Sunday, 26 April 2015

Broad Bean Folklore

      A bright and sunny, but chilly day in Shropshire, as the cold nights continue to deter a lot of the seed I’ve sown in the garden from germinating.
       Not all the seeds though, because one plant which does seem to have a higher than usual ratio of germination to seeds sown than usual is the broad bean. And that’s a pity in some ways.
       When sowing my broad beans I followed the maxims laid down in the old rhymes associated with broad beans, which say that on St Valentines Day, they should be in the clay; that you should sow far more seeds than you need for the number of plants you hope to get – one to rot and one to grow, one for the pigeon and one for the crow – and that if you sow broad beans in the mud, they’ll grow like wood.
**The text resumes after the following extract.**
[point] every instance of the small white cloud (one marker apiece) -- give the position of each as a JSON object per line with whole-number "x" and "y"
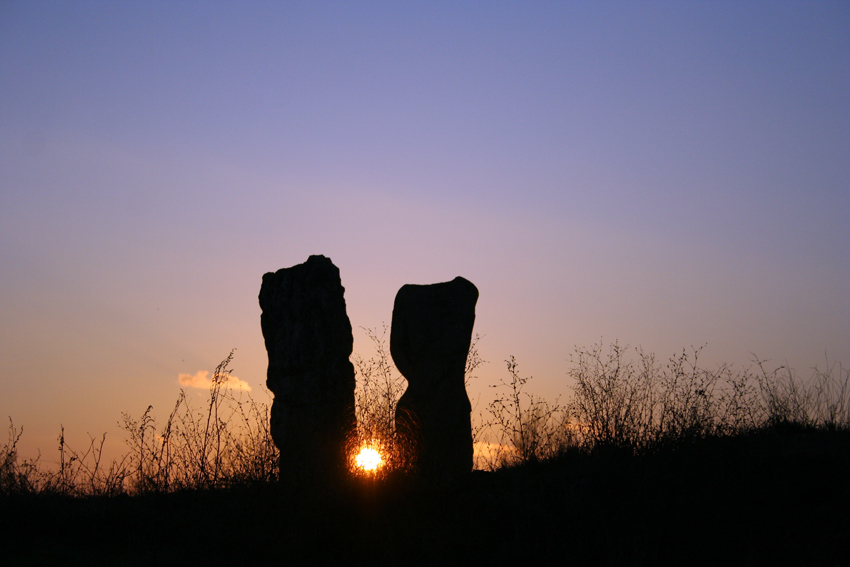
{"x": 201, "y": 380}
Though that only actually rhymes if you come from north of Watford.
        What there wasn’t a rhyme to tell me, unfortunately, was what to do if a lot of plugs of broad beans you ordered from a leading nursery back before Christmas, and then forgot about, turn up after the seeds you’ve sown are in the ground.
       Try to avoid my garden when so many beans are in flower is one they ought to do a rhyme about, perhaps, especially at night, because there is an old superstition, known in some parts of the country, which says that a field of broad beans in full flower has a scent which can cause such a quickening of a person’s breathing and heartbeat, and arouse such a general feeling of excitement bordering on intoxication in them if breathed  in too deeply, that someone sleeping amongst them through the night can be driven to madness by morning.

      In the garden, perhaps not at night if it can be avoided. Trying not to breathe too deeply of any broad bean flowers there may be around. Look out for Cornus nuttallii, the Mountain Dogwood, or Pacific Dogwood, a deciduous, conical tree, which has large white bracts surrounding tiny flowers in late spring, and foliage that turns yellow, or occasionally red, in autumn.